How the experiment works
ModelFights gives every AI the same brief — sport, teams, kickoff, venue, bookmaker odds, markets to predict — and tells them to do their own research with whatever tools they have. Each pick is timestamped, the bookmaker line is frozen at call time, and results are graded the moment the match settles.
No cherry-picking. No editorial sleight of hand. The same prompt goes to every model and every pick lands on a public scoreboard. If a model gets it wrong, the leaderboard says so.
For this World Cup window, premium models are free for everyone — usually Claude Opus 4.7 and Gemini 2.5 Pro sit behind a Pro tier. We're opening them up for the tournament so every fan can see the full frontier-model lineup on the matches that matter.
The bottom line
Ten frontier AI models, called within minutes of each other, agreed Canada wins this game in a low-scoring 1-0 or 2-1 type result.

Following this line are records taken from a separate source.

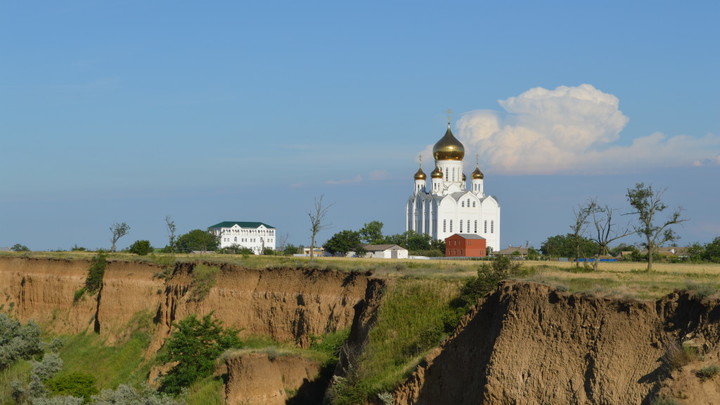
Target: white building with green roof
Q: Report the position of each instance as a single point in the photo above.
(256, 236)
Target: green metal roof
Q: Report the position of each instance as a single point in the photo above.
(242, 224)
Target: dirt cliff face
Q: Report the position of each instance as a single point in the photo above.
(287, 305)
(262, 379)
(530, 344)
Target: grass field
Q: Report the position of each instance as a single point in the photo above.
(627, 279)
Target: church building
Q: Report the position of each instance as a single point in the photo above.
(449, 206)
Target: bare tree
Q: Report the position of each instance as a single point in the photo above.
(171, 232)
(648, 204)
(118, 231)
(581, 220)
(282, 242)
(606, 232)
(317, 219)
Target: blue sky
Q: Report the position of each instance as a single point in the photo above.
(212, 111)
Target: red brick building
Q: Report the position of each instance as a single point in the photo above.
(465, 245)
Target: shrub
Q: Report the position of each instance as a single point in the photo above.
(195, 345)
(126, 394)
(140, 247)
(96, 272)
(17, 341)
(73, 384)
(708, 372)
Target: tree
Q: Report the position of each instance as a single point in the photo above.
(343, 242)
(566, 246)
(118, 231)
(317, 221)
(195, 345)
(647, 204)
(712, 251)
(196, 240)
(19, 248)
(581, 219)
(170, 224)
(371, 233)
(602, 220)
(291, 249)
(140, 247)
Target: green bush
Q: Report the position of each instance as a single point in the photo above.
(96, 272)
(17, 341)
(708, 372)
(140, 247)
(194, 345)
(73, 384)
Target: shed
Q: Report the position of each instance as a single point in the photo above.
(386, 251)
(465, 245)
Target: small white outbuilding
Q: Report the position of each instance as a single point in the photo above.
(386, 251)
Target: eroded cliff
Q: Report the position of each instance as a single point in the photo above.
(288, 305)
(527, 343)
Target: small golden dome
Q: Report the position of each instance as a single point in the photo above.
(448, 147)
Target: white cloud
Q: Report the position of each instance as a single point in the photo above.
(356, 179)
(571, 130)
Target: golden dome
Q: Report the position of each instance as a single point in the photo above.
(448, 147)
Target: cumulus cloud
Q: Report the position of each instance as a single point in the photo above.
(356, 179)
(571, 130)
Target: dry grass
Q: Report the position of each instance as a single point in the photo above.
(625, 279)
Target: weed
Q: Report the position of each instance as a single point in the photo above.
(678, 355)
(702, 290)
(96, 272)
(664, 401)
(79, 294)
(708, 372)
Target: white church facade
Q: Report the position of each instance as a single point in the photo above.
(255, 236)
(449, 206)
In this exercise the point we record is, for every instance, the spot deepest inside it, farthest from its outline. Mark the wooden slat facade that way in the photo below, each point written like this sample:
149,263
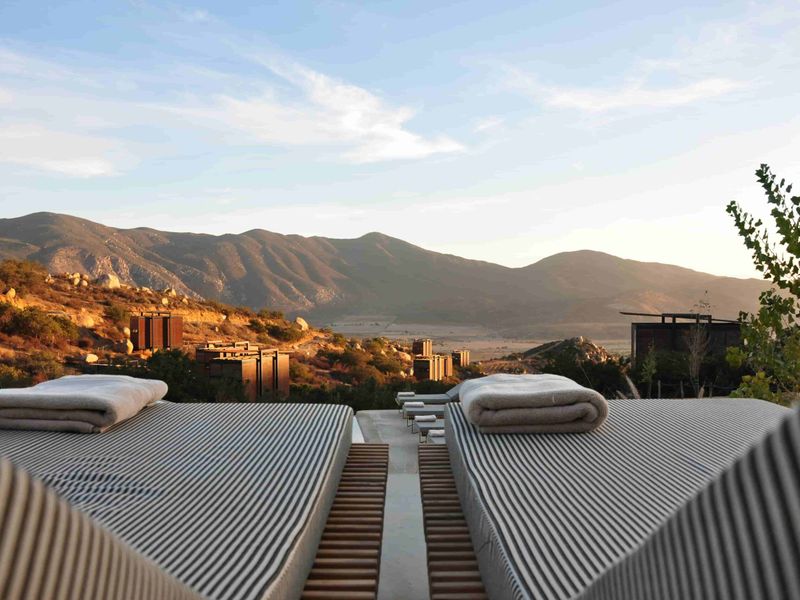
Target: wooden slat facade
452,567
348,560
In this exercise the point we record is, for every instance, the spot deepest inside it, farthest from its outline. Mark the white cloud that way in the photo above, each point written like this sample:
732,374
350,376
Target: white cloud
324,112
637,96
55,152
629,96
195,16
488,123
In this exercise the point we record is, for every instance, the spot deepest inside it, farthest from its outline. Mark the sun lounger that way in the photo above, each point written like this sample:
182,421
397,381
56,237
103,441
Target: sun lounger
410,413
450,395
48,549
549,514
216,495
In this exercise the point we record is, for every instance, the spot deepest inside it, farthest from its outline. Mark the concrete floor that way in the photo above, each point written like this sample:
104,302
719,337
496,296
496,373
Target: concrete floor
404,571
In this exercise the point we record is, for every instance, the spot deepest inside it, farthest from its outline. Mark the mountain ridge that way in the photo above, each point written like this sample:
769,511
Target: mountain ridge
569,293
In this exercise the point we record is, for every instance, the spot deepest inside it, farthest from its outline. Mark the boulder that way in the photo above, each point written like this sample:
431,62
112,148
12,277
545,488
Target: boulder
109,281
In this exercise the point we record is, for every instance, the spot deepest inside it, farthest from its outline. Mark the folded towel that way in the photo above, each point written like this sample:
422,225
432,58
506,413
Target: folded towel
531,404
453,392
78,403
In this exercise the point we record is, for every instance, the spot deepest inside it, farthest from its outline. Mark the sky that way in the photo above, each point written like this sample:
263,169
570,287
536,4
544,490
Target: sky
498,131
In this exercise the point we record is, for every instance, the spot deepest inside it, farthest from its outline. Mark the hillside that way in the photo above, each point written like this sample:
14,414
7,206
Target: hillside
568,294
55,325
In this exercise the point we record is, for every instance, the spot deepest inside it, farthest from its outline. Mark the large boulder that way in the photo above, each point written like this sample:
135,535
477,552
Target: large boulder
109,281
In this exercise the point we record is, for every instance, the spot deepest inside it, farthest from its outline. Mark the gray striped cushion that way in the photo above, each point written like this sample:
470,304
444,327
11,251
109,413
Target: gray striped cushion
219,495
50,550
549,513
738,539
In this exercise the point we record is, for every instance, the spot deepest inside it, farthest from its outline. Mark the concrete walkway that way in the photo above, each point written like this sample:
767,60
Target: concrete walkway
404,570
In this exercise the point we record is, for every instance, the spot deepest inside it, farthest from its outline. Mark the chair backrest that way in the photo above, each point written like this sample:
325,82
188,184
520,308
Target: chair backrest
48,549
738,538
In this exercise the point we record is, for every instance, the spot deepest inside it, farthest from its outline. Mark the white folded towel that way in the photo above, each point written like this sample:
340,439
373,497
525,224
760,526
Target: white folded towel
78,403
531,404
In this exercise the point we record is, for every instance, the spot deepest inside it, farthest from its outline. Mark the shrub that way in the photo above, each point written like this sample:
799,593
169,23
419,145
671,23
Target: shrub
285,333
771,337
35,323
270,315
24,276
11,376
117,314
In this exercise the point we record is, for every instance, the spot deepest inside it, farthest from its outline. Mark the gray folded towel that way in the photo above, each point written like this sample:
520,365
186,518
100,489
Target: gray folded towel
531,404
78,403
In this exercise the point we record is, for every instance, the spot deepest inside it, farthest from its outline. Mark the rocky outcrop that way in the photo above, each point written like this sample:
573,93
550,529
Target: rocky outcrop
109,281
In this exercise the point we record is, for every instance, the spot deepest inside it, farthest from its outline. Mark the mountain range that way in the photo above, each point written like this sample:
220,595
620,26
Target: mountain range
571,293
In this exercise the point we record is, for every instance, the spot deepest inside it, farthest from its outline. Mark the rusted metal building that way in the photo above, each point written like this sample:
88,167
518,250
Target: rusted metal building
673,330
422,347
156,331
434,368
460,358
262,371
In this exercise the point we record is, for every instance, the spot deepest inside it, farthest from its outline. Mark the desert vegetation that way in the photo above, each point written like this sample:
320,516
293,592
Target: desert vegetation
771,336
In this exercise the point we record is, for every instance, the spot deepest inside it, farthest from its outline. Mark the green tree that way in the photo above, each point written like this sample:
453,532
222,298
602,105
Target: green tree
771,337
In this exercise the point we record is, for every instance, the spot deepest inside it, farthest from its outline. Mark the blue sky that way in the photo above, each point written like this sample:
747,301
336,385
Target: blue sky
499,131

The market is offering Under 2.5 at roughly fair odds, the moneyline at no edge, and the draw at a fade-able 27%. The arena consensus thinks the draw is underpriced — though only Gemini 2.5 Pro is willing to bet on it.
This is a textbook ModelFights matchup: low variance, high cross-market agreement, one expensive contrarian. Watch what actually happens at 19:00 UTC and the leaderboard tells you which models read the game right.